Mount Washington was one of the cemeteries owned by the Cassity family and National Prearranged Services. That company collapsed several years ago with losses reported at $600 million, and members of the Cassity family were sentenced to prison. Investigators likened the company’s approach to a Ponzi scheme, and many who bought pre-need plans have lost money.

“A lot of families got hurt,” Perkins said.

With the cemetery still in foreclosure, Charter faces constraints. For instance, when you buy a plot, a portion is set aside for maintenance in an endowment for the entire cemetery. Under Missouri law, the interest off that pays for maintenance in perpetuity.

Mount Washington’s fund has $1.5 million, Duke Radovich said, but Charter can’t touch it while the cemetery remains in foreclosure. Also, Charter can’t sell pre-need plans at Mount Washington, which would generate cash the cemetery badly needs.

When will that get cleared up? Radovich referred that question to the Missouri attorney general’s office, which this week did not get back to The Examiner with answers to that and other questions, such as how many local families might still be looking for restitution.

Charter, based in Grandview and well known in the area for years, was asked to step in and run the cemetery at least while the legal issues are sorted out.

 

Trees, grass, water

The cemetery itself presents issues. The land is rolling, and it’s an older cemetery with lots of upright memorials, not like more modern cemeteries on flatter ground with flat markers, making mowing easier.

Mowing is a challenge. The cemetery has four mowers and three people on weed cutters, and mowing it all takes a week if the weather is good.
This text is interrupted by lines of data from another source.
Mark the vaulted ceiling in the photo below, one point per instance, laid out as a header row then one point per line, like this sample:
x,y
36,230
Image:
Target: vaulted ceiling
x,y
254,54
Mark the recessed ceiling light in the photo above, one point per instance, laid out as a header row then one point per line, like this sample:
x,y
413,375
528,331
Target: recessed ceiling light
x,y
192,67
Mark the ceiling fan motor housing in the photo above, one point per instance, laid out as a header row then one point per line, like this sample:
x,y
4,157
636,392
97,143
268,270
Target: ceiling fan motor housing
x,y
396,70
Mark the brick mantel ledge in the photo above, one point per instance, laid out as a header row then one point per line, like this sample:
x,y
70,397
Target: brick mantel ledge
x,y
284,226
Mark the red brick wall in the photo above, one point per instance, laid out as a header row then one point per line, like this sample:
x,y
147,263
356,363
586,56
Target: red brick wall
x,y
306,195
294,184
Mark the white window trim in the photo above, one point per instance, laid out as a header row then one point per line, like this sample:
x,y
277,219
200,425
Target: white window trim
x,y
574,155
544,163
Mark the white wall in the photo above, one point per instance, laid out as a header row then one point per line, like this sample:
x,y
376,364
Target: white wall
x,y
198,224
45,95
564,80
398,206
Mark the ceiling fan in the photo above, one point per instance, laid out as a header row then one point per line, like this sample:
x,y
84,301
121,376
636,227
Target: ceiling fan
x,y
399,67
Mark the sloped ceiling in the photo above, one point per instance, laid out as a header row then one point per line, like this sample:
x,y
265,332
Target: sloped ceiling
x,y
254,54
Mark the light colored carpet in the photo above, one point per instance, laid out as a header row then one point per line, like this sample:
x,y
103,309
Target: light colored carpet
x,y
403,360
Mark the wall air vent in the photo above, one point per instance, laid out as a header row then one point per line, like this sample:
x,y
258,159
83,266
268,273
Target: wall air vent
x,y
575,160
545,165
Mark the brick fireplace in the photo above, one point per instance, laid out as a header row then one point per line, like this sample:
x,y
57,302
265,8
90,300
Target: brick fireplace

That costs $4,500.

“It’s a huge challenge for maintenance,” said Duke Radovich.

Dead trees are an issue. Charter has taken out more than 60 in the past two years “and we’ve got another 40 to go,” said Cheryall Thompson, director of the cemetery.

Jim Radovich said Charter does work to address the trees but also pointed out that having graves and headstones everywhere makes the work harder.

“Imagine having 200 obstacles under it that you can’t touch,” he said.

Two years ago, a bridge on the road on the east side of the cemetery came down amid heavy rain – a development Charter says the city contributed to when stormwater improvements were made several years ago. A sign at the bridge says Rock Creek now has “an unobstructed path to flow onto cemetery property.”

The bridge is still out, though drivers can get around cemetery by taking other roads.

What’s worse, Charter says, is that since the bridge came down the Federal Emergency Management Agency came in and, thanks to the stormwater work, redefined the flood basin. A simple restoration of the old bridge wouldn’t be enough. It would have to span a wider area. Cost? Easily $1 million, says Charter,

Duke Radovich said the city and U.S. Army Corps of Engineers should take some responsibility for the bridge.

The city says it can’t and won’t pay for a new bridge.

“Well, it’s on private property. That’s the deal,” Perkins said.

Charter said the storm that took out the bridge brought 6 inches of rain in two hours and says Rock Creek floods worse and hits the cemetery harder since the city’s project.

“It’s only getting worse,” said Jim Radovich.